Effects of sleep deprivation and adrenergic inhibition on glymphatic flow in humans:
Responsible: Sebastian Holst
Sleep is a universal biological process critical to maintenance of life. Lack of or insufficient sleep, has been associated with a range of diseases including obesity, cardiovascular disease, reduced cognition, impaired learning, and increased risk of motor vehicle accidents. Although advances in our understanding for why we sleep have been reached in recent years, the underlying biological mechanisms remain poorly understood. The glymphatic system is a novel macroscopic pathway of the central nervous system, so far only described in rodents. This system facilitates the clearance of waste products from neuronal metabolism in the brain, preparing the brain to be awake. Fascinatingly, the glymphatic system is specifically activated during sleep and enhanced by up to 90% when compared to wakefulness. In this project (Figure 5), we aim to demonstrate the existence of the glymphatic system and measure glymphatic flow in the human brain. With newly developed magnetic resonance imaging (MRI) protocols such as ultra-fast magnetic resonance encephalography (MREG), we aim to investigate, and pharmacologically interfere with, the glymphatic system in healthy adult volunteers at various levels of sleep need.

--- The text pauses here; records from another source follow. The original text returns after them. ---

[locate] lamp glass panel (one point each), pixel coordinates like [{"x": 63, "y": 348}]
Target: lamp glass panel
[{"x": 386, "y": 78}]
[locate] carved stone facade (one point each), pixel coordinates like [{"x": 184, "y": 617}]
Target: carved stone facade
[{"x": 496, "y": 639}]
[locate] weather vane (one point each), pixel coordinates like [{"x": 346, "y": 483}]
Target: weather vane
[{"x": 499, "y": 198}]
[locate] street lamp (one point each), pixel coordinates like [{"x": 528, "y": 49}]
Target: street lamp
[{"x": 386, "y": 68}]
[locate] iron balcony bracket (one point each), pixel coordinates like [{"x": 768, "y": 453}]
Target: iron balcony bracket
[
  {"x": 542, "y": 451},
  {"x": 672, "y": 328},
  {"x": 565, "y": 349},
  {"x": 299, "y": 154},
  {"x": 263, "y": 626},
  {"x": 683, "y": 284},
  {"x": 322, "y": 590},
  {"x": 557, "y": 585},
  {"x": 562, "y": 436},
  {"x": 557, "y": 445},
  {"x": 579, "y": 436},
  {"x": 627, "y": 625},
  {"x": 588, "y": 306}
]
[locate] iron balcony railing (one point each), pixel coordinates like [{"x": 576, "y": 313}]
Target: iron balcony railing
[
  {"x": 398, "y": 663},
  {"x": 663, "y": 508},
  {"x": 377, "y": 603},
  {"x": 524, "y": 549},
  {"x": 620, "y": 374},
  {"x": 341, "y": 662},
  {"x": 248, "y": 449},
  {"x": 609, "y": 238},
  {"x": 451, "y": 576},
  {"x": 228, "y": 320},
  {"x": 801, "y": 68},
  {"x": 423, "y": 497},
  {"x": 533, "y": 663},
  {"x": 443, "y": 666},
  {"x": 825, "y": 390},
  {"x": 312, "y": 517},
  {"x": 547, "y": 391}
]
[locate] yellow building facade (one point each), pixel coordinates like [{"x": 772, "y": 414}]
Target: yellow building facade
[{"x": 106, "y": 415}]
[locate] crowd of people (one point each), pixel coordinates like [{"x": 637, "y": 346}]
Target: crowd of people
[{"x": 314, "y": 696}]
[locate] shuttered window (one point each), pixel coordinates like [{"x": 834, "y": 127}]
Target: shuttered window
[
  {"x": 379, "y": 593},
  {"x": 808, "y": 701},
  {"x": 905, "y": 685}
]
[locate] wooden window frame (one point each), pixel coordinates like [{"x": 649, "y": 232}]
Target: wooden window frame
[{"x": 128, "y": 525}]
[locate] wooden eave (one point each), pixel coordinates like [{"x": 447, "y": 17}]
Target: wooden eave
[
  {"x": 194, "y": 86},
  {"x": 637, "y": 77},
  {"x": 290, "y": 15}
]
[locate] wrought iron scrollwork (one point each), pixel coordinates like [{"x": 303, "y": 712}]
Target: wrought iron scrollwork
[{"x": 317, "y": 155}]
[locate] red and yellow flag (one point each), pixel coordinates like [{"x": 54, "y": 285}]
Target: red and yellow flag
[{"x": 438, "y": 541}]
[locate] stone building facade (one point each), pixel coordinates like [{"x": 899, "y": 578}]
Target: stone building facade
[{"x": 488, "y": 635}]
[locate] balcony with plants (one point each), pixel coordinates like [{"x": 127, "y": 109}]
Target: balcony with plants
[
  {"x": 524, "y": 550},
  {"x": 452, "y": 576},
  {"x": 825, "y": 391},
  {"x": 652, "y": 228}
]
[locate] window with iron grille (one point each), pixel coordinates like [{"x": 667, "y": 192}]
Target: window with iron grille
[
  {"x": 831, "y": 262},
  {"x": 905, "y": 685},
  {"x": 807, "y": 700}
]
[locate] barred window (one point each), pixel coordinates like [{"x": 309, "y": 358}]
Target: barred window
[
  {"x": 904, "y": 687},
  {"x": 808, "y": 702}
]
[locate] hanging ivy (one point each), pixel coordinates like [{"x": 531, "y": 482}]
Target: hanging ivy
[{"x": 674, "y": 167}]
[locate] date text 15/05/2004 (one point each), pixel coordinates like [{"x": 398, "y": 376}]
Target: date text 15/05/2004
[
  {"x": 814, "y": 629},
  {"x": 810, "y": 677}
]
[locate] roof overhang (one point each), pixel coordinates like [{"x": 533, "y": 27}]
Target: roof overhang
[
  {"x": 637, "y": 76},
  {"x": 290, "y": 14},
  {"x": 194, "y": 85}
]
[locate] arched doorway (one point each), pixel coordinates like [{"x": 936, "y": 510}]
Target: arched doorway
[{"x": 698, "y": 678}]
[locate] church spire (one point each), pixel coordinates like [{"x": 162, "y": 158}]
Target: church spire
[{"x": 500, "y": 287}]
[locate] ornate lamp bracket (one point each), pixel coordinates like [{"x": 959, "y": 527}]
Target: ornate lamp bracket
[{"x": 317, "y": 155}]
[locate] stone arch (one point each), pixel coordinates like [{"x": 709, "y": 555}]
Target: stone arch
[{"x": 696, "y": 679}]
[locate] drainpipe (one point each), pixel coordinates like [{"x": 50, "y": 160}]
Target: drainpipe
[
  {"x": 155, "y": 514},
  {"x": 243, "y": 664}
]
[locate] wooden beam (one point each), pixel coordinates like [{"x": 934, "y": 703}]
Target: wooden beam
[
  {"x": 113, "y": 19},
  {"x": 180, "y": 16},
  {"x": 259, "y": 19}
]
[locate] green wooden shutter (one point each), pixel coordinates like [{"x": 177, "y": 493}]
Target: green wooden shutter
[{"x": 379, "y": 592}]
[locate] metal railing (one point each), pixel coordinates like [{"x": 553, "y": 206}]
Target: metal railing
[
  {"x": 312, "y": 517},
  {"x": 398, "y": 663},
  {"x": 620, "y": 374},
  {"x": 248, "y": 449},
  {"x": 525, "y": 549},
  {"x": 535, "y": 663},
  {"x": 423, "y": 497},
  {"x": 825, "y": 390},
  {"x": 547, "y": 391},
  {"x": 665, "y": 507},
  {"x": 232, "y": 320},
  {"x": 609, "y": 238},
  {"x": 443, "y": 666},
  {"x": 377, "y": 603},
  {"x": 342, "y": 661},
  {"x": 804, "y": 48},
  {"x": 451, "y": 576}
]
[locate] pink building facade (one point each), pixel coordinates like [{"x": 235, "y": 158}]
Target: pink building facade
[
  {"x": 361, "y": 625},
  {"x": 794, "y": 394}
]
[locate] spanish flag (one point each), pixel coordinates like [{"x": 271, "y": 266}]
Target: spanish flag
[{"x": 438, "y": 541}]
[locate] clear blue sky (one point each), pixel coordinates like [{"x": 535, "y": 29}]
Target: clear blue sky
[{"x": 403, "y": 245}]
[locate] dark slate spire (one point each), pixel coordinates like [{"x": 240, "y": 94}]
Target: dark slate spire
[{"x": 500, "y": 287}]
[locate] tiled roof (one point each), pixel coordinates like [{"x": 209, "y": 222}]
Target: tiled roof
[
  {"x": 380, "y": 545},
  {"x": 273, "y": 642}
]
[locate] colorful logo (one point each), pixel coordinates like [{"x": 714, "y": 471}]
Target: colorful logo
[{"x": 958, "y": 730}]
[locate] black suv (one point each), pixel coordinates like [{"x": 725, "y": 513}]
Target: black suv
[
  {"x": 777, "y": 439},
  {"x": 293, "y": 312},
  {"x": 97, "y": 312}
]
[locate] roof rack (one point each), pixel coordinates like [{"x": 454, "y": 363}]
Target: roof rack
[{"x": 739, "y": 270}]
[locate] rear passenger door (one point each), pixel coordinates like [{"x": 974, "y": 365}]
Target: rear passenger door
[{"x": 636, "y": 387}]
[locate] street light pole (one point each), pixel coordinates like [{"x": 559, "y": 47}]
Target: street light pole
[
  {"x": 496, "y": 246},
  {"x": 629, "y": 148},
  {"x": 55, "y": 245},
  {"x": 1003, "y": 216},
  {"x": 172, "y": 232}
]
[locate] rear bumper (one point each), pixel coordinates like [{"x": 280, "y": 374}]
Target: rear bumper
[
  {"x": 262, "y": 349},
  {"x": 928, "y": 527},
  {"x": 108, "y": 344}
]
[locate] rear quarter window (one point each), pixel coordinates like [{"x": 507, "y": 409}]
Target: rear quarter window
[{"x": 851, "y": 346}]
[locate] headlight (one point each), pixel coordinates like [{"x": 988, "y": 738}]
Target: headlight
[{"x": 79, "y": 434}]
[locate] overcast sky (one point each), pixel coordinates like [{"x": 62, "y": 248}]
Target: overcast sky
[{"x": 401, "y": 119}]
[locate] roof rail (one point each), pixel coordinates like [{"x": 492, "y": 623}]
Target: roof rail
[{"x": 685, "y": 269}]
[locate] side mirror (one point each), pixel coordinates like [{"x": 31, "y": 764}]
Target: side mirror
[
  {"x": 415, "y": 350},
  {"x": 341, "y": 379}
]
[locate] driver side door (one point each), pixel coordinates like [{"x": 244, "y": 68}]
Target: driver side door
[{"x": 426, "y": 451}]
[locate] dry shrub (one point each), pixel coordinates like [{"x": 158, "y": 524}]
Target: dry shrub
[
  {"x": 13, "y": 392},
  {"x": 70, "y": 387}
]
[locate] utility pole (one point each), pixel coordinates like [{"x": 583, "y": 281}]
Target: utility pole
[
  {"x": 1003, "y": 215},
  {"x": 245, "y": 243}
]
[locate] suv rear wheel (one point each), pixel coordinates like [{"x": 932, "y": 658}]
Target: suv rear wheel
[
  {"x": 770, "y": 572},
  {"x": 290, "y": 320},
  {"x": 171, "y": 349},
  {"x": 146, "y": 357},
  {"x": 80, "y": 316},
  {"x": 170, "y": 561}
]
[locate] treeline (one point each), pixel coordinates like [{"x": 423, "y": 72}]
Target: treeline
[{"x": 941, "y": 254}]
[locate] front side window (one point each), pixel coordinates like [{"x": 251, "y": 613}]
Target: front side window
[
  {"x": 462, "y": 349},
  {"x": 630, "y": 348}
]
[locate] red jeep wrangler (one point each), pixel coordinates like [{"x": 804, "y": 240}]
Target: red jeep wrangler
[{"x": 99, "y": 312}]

Figure 5: Sleep and its fluctuations across the night (left) will be investigated following a pharmacological intervention and during a 2-hour simultaneous EEG/MRI measurement (right) at different levels of sleep loss. Preliminary data in three individuals are shown (bottom right).
Development of automatic atlas delineation method for analysis of the Danish landrace pig PET scans:
Responsible: Claus Svarer
In most animal studies only the functional data is available and it is common practice to manually delineate regions of interest at the functional datasets and use these regions for e.g. extraction of time activity curves that can be used for quantification of binding from PET datasets. In this project we are working on development of a more objective automatic method for automatic delineation of the regions of interest (Figure 6). In the new method it will both be possible to base the delineation of regions of interest on a structural MRI dataset or directly at a functional PET imaging dataset. An atlas for the Danish landrace pig will be made available.
Figure 6: Illustration of an automatic pig atlas with the upper row showing an "early" flow-like PET image overlaid a structural MR atlas and lower row showing the corresponding atlas labels (simplified labels taken from french pig atlas [Saikall et al, J. Neurosci Meth. 2010]).